Ruffling feathers
Guan Yi, the University of Hong Kong's amiable associate professor of microbiology, has been the poster boy for gene sequencing since he came to Hong Kong in 1997 as part of a WHO international team to help Hong Kong control the bird flu.
After completing his PhD in the US, the mainland-born scientist decided to take up an offer to be part of HKU's microbiology team. The team of flu experts - which included Malik Peiris and now-retired Ken Shortridge - has been at the forefront of bird flu research since then.
Led by chair professor Yuen Kwok-yung, the microbiologists discovered the Sars coronavirus. It was also their work and recommendation to cull all civet cats in Guangdong's wet markets, effectively stopping the second outbreak of Sars there earlier this year.

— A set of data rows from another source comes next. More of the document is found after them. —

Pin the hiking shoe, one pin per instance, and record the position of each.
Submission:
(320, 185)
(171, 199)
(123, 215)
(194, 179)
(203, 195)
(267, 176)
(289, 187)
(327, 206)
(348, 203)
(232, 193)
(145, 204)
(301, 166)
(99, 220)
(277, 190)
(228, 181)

The HKU team often visited the mainland as part of the HKU-Shantou University's Joint Influenza Research Centre, established in 2001. Last November, the mainland's Ministry of Science and Technology approved the university's application to establish the HKU State Key Laboratory of Emerging Infectious Diseases, the first facility of its kind outside the mainland and the only one focusing on new infectious diseases.
But last week, Professor Guan received a slap in the face when officials from the Ministry of Agriculture (MOA) visited the Shantou laboratory in Guangdong to talk to him about how mainland research should be conducted. He did not want to go into details, but it was understood he was warned he could be leaking state secrets by conducting research on the H5N1 outbreak among wild birds at the ecologically sensitive Qinghai Lake 'without prior approval' from authorities.
The release in the internationally respected Nature and Science journals of his studies, made in collaboration with other HKU microbiology professors and Shantou University professors, also apparently did not go down well with the MOA officials.